The LH2 bunker vessel has cargo capacity of 9000 m³, with a cargo containment system designed to maximize insulation performance and meet the most stringent safety requirements. The vessel has been developed to provide liquefied hydrogen bunkering services to merchant ships, in addition to open sea transport. “Equinor believes hydrogen may represent an attractive energy solution for the sectors that are hard to decarbonize and currently outside the scope of renewable solutions like batteries. Long haul maritime shipping is one of these and an important milestone has been passed by introducing a logistical solution for transport of liquefied hydrogen by the sea”, says Steinar Eikaas, Vice President for Low Carbon Solutions in Equinor.
Håkon Lenz, Vice President for Europe and Americas of Wilhelmsen Ship Management, adds: “We see hydrogen as a possible fuel for the future. The commercial feasibility of such a vessel is depending on the overall hydrogen market development. Once market signals show that there is a need for big scale liquefied hydrogen, we and our partners are ready to take this design to the next level. By initiating and participating in this project we prepare ourselves for meeting the demand of our customers in the years to come, and Wilhelmsen will always seek opportunities in new technology to enable sustainable global trade”.

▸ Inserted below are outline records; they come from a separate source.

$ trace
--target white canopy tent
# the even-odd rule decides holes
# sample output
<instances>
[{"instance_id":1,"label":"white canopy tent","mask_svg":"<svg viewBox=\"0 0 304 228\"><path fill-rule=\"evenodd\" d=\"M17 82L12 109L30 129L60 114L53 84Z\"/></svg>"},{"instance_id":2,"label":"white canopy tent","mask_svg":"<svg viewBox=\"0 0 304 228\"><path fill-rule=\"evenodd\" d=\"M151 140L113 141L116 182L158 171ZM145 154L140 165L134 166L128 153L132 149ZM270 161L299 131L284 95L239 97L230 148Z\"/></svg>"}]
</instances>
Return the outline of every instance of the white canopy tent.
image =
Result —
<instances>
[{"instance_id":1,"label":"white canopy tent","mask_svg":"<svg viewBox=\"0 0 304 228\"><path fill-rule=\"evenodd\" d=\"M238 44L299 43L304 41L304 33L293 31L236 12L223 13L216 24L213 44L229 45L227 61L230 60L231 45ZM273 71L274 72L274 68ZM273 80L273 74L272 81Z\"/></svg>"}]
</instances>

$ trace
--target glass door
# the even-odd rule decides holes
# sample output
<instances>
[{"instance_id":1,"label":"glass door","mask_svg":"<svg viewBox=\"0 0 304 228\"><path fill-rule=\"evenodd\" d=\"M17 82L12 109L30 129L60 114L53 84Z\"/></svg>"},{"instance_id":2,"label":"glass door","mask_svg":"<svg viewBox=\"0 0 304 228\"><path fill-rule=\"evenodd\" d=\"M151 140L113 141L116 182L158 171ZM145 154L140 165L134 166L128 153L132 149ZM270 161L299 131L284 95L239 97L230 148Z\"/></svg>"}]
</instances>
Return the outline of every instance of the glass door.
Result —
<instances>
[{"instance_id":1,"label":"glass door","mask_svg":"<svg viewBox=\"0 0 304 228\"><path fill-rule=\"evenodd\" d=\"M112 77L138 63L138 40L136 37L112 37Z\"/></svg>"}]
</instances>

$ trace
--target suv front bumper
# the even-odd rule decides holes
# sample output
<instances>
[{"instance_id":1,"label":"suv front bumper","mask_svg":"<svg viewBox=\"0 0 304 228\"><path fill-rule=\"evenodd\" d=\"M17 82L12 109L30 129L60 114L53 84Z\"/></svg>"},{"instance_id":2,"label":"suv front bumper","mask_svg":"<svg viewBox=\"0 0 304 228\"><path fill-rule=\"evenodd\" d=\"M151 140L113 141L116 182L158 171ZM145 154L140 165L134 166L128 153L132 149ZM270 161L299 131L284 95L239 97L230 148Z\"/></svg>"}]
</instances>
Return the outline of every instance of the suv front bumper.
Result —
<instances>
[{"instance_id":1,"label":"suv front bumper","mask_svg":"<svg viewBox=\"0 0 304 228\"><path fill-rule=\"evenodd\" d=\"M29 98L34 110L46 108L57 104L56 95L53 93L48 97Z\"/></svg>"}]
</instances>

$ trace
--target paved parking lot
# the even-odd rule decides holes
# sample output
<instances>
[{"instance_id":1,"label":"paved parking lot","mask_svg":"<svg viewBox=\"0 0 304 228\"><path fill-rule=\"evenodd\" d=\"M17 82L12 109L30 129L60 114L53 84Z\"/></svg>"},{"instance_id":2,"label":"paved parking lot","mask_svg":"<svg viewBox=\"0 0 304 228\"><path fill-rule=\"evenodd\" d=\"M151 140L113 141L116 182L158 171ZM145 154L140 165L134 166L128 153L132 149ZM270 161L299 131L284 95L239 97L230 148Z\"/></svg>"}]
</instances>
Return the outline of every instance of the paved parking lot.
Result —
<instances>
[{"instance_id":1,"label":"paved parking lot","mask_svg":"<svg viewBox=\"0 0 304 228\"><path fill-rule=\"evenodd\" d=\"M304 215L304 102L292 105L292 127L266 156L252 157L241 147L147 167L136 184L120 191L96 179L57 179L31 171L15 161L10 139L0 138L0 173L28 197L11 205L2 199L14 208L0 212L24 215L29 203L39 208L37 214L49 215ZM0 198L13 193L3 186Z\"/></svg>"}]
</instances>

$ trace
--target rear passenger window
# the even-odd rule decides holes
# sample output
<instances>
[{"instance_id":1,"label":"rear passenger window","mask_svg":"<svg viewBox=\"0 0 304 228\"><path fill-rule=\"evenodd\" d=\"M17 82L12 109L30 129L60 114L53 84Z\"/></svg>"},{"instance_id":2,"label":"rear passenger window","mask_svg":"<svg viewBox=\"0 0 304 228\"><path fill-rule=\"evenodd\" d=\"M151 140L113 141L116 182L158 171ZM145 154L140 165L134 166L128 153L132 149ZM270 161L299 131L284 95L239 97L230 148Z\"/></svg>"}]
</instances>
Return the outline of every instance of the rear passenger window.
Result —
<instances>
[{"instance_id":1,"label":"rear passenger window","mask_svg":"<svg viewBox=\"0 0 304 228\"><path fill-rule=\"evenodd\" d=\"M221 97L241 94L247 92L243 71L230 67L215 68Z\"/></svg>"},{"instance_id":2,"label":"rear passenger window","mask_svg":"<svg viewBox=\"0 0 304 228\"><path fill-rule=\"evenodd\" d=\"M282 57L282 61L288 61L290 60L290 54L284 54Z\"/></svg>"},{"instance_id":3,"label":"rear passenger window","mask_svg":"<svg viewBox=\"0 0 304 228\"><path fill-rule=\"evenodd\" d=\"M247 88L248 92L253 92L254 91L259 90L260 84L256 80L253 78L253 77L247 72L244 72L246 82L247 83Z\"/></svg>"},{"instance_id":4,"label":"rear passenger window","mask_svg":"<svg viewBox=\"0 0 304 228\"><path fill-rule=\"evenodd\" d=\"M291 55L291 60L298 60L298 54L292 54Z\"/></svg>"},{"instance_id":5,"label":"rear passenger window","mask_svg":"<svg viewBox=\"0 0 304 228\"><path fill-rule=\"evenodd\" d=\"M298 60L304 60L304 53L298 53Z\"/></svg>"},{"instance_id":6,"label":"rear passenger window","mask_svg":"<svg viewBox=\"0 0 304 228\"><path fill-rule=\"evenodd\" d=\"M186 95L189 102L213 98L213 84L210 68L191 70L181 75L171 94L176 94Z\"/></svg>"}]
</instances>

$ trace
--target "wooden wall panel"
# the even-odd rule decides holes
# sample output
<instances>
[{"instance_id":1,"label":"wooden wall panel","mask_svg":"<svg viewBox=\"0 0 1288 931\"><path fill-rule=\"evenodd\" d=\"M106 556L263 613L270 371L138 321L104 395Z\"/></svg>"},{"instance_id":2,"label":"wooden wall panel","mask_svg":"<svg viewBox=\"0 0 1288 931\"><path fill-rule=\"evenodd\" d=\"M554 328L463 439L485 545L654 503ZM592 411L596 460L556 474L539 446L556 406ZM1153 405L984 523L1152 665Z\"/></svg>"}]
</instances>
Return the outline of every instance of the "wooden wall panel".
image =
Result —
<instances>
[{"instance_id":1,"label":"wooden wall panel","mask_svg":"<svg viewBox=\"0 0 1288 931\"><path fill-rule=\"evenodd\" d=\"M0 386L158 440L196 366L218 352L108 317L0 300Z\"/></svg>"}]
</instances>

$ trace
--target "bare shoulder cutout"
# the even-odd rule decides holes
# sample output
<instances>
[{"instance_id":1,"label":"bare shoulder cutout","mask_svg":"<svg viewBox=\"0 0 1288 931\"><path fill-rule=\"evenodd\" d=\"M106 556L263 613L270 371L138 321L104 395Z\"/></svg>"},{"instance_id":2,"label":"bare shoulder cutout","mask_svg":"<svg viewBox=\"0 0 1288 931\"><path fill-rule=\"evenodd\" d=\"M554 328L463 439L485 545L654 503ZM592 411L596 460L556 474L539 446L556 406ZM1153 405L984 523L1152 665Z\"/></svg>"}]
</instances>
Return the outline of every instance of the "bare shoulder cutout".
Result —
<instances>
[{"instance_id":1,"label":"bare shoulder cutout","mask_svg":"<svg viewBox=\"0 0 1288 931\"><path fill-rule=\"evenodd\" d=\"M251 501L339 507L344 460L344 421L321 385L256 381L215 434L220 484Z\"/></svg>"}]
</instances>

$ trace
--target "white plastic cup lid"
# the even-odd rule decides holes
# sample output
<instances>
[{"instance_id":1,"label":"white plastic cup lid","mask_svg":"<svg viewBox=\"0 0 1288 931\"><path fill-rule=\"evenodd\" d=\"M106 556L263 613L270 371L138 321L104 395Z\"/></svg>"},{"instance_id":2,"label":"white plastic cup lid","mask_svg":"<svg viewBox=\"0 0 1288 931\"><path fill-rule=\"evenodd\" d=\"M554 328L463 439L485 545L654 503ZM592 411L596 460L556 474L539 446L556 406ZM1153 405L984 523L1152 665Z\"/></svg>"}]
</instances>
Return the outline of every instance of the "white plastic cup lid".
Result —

HOW HYDROGEN WORKS ON A SHIP
Hydrogen is the energy carrier. It comes in either pressurized or liquid form. We will use liquid hydrogen, at a temperature of 20 degrees Kelvin, or minus 253 degrees Celsius, stored in insulated aluminum tanks. By feeding air and hydrogen into a catalytic reactor called fuel cell, we transform the energy of the hydrogen into electricity that will be used for propulsion, maneuvering and on-board systems. The only discharge from the process is pure water (H2O). There is no carbon involved in the process, hence no CO2.